Maka kemudian, ketika kurikulum Merdeka diperkenalkan, ada kesan ruang kebebasan dalam Kurikulum Merdeka seperti berhadap-hadapan dengan pelajaran agama dan budi pekerti yang desain dasarnya pada ruang etika sosial. Dengan kata lain, dua pelajaran ini seperti menganulir ruang kemerdekaan individu dalam desain Merdeka Belajar. Bagaimana pilihan-pilihan individu terhadap sumber dan media belajar akan terakomodasi dalam ruang disiplin ilmu agama dan budi pekerti?
Para filsuf kebebasan individu mulai dari Isaiyah Berlin (1909 -1997) sampai pemenang Nobel ekonomi dari Benggala, Amartya Sen (1985) sepakat untuk satu hal tentang kebebasan individu. Menurut Berlin, pada setiap pilihan rasional individu itu, sebenarnya dapat dipastikan mengandung nilai-nilai yang baik—meskipun bisa terjebak dalam ruang keburukan.

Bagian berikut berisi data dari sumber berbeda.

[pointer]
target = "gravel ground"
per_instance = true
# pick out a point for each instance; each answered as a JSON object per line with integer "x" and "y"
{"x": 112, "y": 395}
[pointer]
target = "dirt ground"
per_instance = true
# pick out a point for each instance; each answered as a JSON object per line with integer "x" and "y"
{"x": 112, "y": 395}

Karenanya, pilihan tersebut dapat diakui dan diteruskan sebagai pilihan pribadi yang ada di ruang bersama. Amartya Sen menyebut, betapapun akan ada self interest maximization pada seseorang yang dibebaskan untuk memilih dan menentukan sikapnya, tetapi pada pilihan rasional seseorang, akhirnya akan menuju pada kesepakatan-kesepakatan bersama.

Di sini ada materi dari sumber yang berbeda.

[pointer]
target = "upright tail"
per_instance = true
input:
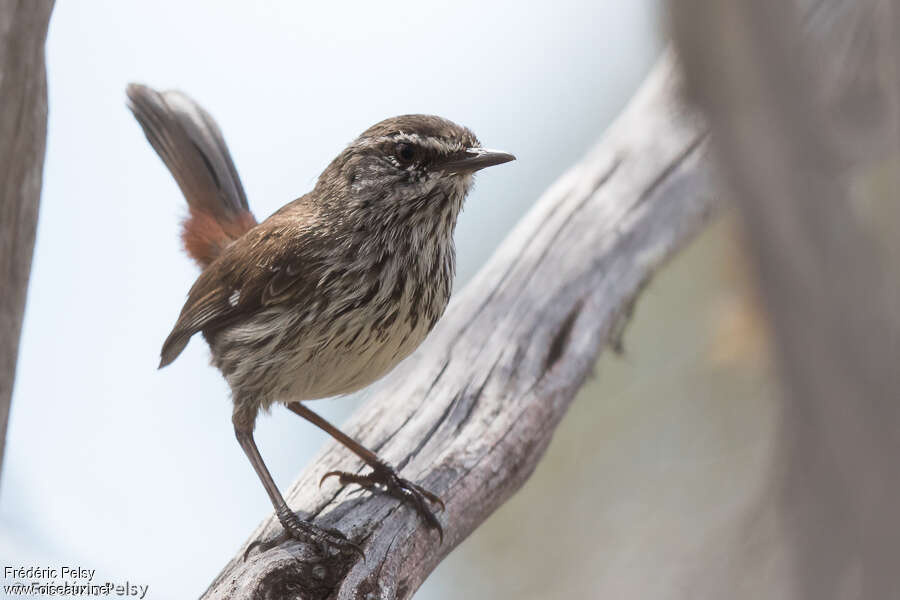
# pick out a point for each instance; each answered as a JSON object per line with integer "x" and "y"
{"x": 191, "y": 145}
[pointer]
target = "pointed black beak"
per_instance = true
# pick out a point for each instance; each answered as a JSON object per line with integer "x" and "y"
{"x": 476, "y": 159}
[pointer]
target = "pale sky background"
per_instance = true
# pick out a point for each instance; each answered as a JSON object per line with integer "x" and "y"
{"x": 114, "y": 465}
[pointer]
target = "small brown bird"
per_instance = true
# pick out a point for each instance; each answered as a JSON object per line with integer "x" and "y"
{"x": 333, "y": 290}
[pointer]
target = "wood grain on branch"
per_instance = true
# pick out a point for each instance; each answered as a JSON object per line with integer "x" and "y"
{"x": 471, "y": 413}
{"x": 23, "y": 134}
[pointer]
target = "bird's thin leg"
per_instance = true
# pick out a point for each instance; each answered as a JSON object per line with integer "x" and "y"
{"x": 382, "y": 473}
{"x": 294, "y": 528}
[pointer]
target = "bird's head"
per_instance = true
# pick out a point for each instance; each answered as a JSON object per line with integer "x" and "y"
{"x": 408, "y": 164}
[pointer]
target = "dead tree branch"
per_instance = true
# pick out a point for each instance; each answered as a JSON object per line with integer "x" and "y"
{"x": 23, "y": 136}
{"x": 804, "y": 111}
{"x": 471, "y": 413}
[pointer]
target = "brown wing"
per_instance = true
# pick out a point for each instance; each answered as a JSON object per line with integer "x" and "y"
{"x": 274, "y": 263}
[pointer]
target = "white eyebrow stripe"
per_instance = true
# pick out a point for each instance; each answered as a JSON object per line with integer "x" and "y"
{"x": 437, "y": 144}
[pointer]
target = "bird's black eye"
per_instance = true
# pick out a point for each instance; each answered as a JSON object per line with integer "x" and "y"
{"x": 405, "y": 153}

Artinya membangun kontruksi pilihan rasional seseorang menjadi penting. Pilihan media belajar, sumber belajar dan metode belajar dari siswa, dapat dianggap sebagai pilihan rasional, selama diperoleh dengan cara-cara yang tidak menyalahi aturan. Artinya, harus ada pengakuan dan penerimaan secara terbuka pada penyelenggara pendidikan terhadap pilihan-pilihan siswa.

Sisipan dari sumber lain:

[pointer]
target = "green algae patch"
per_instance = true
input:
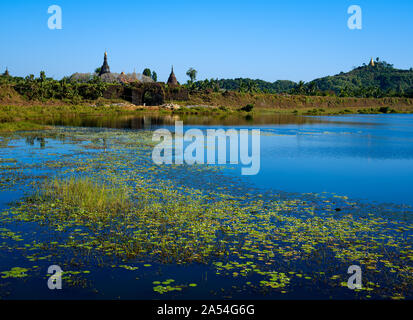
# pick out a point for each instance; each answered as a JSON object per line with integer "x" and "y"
{"x": 109, "y": 206}
{"x": 16, "y": 272}
{"x": 21, "y": 126}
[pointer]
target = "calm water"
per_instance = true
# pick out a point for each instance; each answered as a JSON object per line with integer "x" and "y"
{"x": 366, "y": 157}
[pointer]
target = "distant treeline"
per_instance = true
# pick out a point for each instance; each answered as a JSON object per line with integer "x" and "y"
{"x": 381, "y": 80}
{"x": 378, "y": 81}
{"x": 42, "y": 88}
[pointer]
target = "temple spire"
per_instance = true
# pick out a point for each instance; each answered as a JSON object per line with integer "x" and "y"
{"x": 105, "y": 67}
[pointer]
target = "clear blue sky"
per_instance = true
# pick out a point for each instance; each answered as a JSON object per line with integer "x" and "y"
{"x": 265, "y": 39}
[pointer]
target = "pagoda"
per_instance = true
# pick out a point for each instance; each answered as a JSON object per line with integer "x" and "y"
{"x": 172, "y": 79}
{"x": 105, "y": 67}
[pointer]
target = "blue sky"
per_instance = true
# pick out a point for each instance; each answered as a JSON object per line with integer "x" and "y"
{"x": 269, "y": 40}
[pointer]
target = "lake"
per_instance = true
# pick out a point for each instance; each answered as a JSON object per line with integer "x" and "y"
{"x": 331, "y": 192}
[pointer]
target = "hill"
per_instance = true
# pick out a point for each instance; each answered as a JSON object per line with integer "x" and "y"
{"x": 246, "y": 85}
{"x": 368, "y": 80}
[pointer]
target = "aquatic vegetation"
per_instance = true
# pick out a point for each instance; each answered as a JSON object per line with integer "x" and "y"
{"x": 85, "y": 196}
{"x": 15, "y": 272}
{"x": 112, "y": 208}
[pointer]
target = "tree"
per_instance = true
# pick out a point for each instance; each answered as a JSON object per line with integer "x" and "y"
{"x": 42, "y": 76}
{"x": 147, "y": 72}
{"x": 191, "y": 73}
{"x": 154, "y": 76}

Contohnya, untuk pelajaran agama Islam, tidak boleh ada pembatasan terhadap siswa dalam menentukan bahan bacaan keagamaan, eksplorasi materi keagamaan meskipun akan berpengaruh pada sikap dan cara pandang keagamaannya. Ini adalah konsekuensi dari penerapan Kurikulum Merdeka dan konsekuensi logis dari pilihan-pilihan individu.
Keyakinan bahwa pilihan rasional individu pada akhirnya akan tunduk pada nilai bersama, harus dikedepankan. Tinggal bagaimana nilai-nilai bersama itu secara simultan didorong sampai terinternalisasi mejadi sebuah orientasi sikap. Pada sisi inilah materi Pendidikan Agama dan budi Pekerti mengambil peran. Memperkaya pilihan, memperkaya sumber-sumber dan bahan belajar dan memberikan keteladan-ketaladan bersikap di tengah publik harus digalakan dengan berbagai cara.
Dengan cara inilah Pendidikan Agama dan Budi Pekerti akan sesuai dengan semangat Kurikulum Merdeka, sesuai dengan era kebebasan individu menentukan orientasi sikap keagamaan dan kemasyarakatanya. Bila masih membatasi secara ketat, menempeli jargon-jargon negatif atas pilihan yang berbeda, tidak memperluas khasanah keilmuan yang bersumber dari berbagai ragam dan asal, maka kemerdekaan kurikulum itu patutlah dipertanyakan.
Penulis: Dr. H. Jihaduddin, M.Pd (Sekretaris Jenderal Pengurus Besar Mathla’ul Anwar)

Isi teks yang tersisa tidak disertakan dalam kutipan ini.